Kartini memberi contoh, yaitu ketika suatu hari dia menginap di salah satu hotel di tepi Danau Toba, dan kebetulan di kamar hotel itu banyak rengit. Saat dia meminta pelayan hotel membersihkan rengit dari kamar, dia malah disuruh membersihkan sendiri. “Ketika saya minta bagaimana supaya rengit di kamar hotel itu hilang, pelayan kamar malah bilang, ‘Itu biasa, Bu. Ibu bersihkan saja sendiri,’” kata Kartini Sjahrir.
Senada dengan Kartini, mantan ephorus HKBP pendeta Dr. S.A.E. Nababan mengatakan supaya gereja terlibat dalam pembangunan karakter masyarakat di kawasan pariwisata Danau Toba. “Betapa perlunya gereja untuk memoles karakter masyarakat. Sebab, tanpa karakter yang mau melayani, pariwisata Danau Toba akan sulit berkembang,” katanya.
Sebelumnya, Uli Kozok, sejarawan Batak, warga negara Jerman yang pernah tinggal di Indonesia, mengatakan potensi yang dimiliki Danau Toba sangat luar biasa, tetapi potensi itu belum dimanfaatkan. “Menurut saya, potensi yang sudah digarap tidak sampai 10 persen,” katanya.

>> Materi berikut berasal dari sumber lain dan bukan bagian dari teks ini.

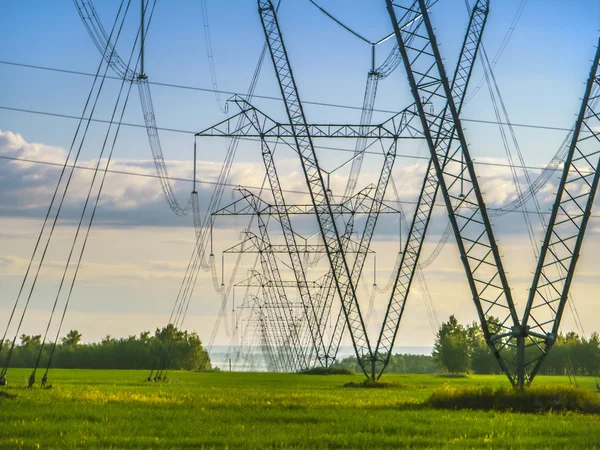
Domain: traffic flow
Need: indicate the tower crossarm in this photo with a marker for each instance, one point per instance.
(566, 229)
(457, 181)
(422, 216)
(396, 127)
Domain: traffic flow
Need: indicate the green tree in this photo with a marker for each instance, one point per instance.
(72, 339)
(451, 349)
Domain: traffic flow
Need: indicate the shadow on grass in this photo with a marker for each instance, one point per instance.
(452, 375)
(327, 371)
(368, 384)
(7, 395)
(536, 399)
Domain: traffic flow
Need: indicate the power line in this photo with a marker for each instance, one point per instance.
(190, 180)
(174, 130)
(267, 97)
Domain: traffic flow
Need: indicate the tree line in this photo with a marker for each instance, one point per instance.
(462, 349)
(169, 348)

Dia pun mengajukan beberapa ide agar masyarakat di kawasan Danau Toba terlibat dan merasakan dampak dari pariwisata, antara lain merehabilitasi rumah tradisional menjadi homestay. “Homestay bisa dikembangkan karena turis benar-benar seperti tamu. Namun, harus disiapkan juga homestay yang layak dengan memperhatikan kebersihan, fasilitas toilet, dan makanan yang tersedia,” katanya.
Selain itu, agar masyarakat terlibat langsung, atraksi wisata bermuatan lokal perlu dikembangkan, seperti proses mengambil nira atau tuak, memasak makanan Batak, dan belajar tortor. “Itu sangat menarik untuk wisatawan,” katanya.
Sementara itu, Guiseppina Monaco mengatakan perlunya sumber-sumber informasi tentang pariwisata sehingga turis tidak tersesat. “Bagaimana rute dari Medan ke Danau Toba, itu sangat penting bagi turis,” katanya.